In a year of personalisation, mobile payment and drones, we look back at some of the biggest innovations in retail technology in 2015.
Over the year many retailers re-examined how they could continue to make shopping as seamless as possible for customers while also protecting margins.
Click-and-collect became a talking point after John Lewis controversially began imposing a £2 charge on orders under £30 as the department store called into question the sustainability of fulfilling such orders for free.
Grocery giant Asda, which had led the way in supermarket multichannel developments last year, pulled back on its investment in click-and-collect following the retailer’s worst quarterly sales slump in its 50-year history.
The Walmart-owned chain instead prioritised investment in its larger stores, with boss Andy Clarke saying it needed to “simplify what we do by prioritising the first line of our strategy and pausing activity in other areas so we are not spread too thinly”.
However some retailers became ever more adventurous in their fulfilment offers.
Amazon launched a one-hour delivery service for its Prime members across major UK cities and gained approval in March from the US Aviation Administration to trial drones.
In November, the US Federal Aviation Authority has said it will publish rules for widespread commercial use of drones within the next 12 months.
With trials of the innovative fulfilment technology underway at Amazon, Google and Alibaba, could 2016 be the year online orders are delivered by air?
Bricks and clicks rival Argos fired a salvo in the fulfilment battle by launching nationwide same-day home delivery for £3.95 an order in the form of its Fast Track service.
Personalisation was a priority for both online and bricks-and-mortar retailers this year and looks set to be a mainstay on the retail agenda as more retailers prioritise getting closer to their customers.
Etail giant Shop Direct launched personalised homepages on Very.co.uk at the beginning of the year and reaped the benefits as full-year sales shot up 21% to £850m, driven in part by personalisation, according to boss Alex Baldock.
Over the course of 2015 more than half of UK retailers invested in proximity marketing campaigns. Beacon technology gained popularity as retailers including Ted Baker, House of Fraser, Oasis and Mothercare trialled it in stores.
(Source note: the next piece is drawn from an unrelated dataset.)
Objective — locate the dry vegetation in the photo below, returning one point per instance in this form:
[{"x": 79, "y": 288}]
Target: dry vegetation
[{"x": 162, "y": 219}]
Meanwhile, social media giants launched targeted advertising campaigns and payment capabilities through their websites. Google launched a click-to-shop feature which allowed shoppers to buy products from within adverts on YouTube.
Soon afterwards Facebook trialled a buy button on its website as well as offering retailers dedicated brand pages to advertise and sell their products.
Innovations in payment technology came thick and fast in 2015. Apple Pay was introduced to the UK market in July, allowing shoppers to pay for purchases through a digital wallet linked to their iPhone or Apple watch.
Marks & Spencer, Waitrose, Boots and Lidl were some of the retail heavyweights to adopt Apple’s payment technology and, with only 3% of iPhone 6 owners currently using the payment technology, there is plenty of room for growth.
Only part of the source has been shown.